- Education: University of Oxford
- Occupations: Author; Radio and television presenter; Researcher;
- Writing career
- Subjects: Music history, Women's history
- Website: leahbroad.com

= Leah Broad =

British writer, broadcaster, academic

Leah Broad is a British writer, broadcaster, and researcher at Christ Church, Oxford.
She was awarded the 2015 Observer/Anthony Burgess prize for contemporary British arts journalism and was a BBC New Generation Thinker in 2016
She is a trustee of the William Alwyn Foundation.
Her writing focuses on the history of women in the arts.
Her group biography, Quartet, published by Faber and Faber, won the Royal Philharmonic Society's Storytelling Prize, won the Presto Music Book of the Year award, was shortlisted for the Slightly Foxed Best First Biography prize, and was awarded a Kirkus star.

==Early life and education==
Broad completed an undergraduate degree in Music at Christ Church, Oxford, where she ran the Christ Church Music Society and founded and edited the Oxford Culture Review.
She holds a doctorate in musicology from the University of Oxford on Swedish and Finnish theatre music.

==Writing and presenting==
Broad's debut group biography, Quartet, covers the lives of women composers Ethel Smyth, Rebecca Clarke, Doreen Carwithen, and Dorothy Howell.
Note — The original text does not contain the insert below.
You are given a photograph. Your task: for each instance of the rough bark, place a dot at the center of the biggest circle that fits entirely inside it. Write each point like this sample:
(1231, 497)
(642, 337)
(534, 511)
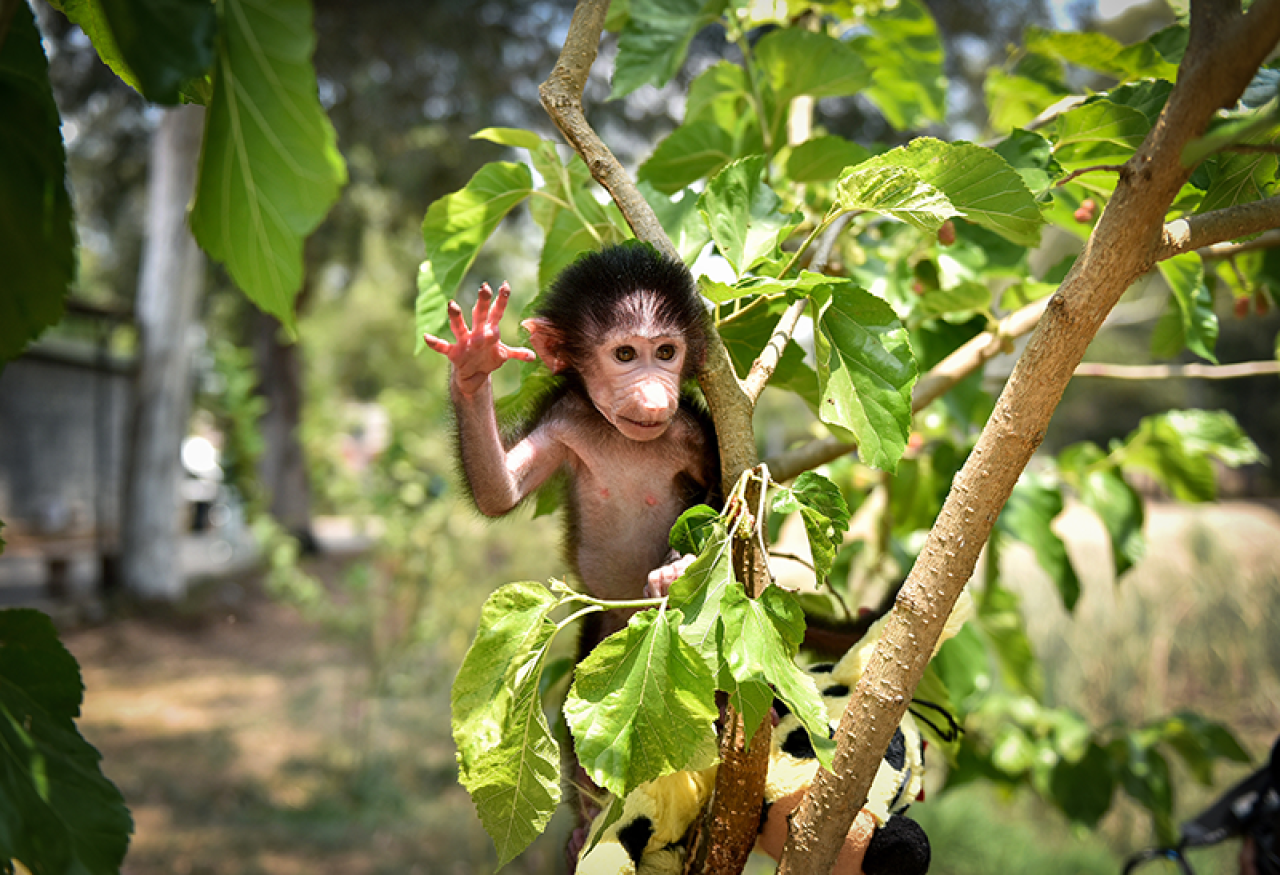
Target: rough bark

The book argues that women have had important influences on classical composition, but that this progress is not linear and can be erased and forgotten. Broad has discussed the book at festivals including the Hay Festival and Edinburgh International Book Festival.
Alongside violinist Fenella Humphreys and pianist Nicola Eimer, Broad presented performances of works by the composers covered in the book at venues including the Barbican Centre.
She has a second book under contract with Faber and Faber.

Broad has presented for BBC Radio 3 including appearances on Record Review, Composer of the Week, Music Matters, the Sunday Feature, and the BBC Proms. Broad's journalistic work covering music and the arts has featured in newspapers including The Guardian, the Financial Times, and the London Review of Books. Broad's academic work has been published in the Journal of the Royal Musical Association, Music & Letters, Tempo, and Music and the Moving Image as well as collected volumes from the Oxford University Press, Cambridge University Press, Routledge, and Boydell and Brewer.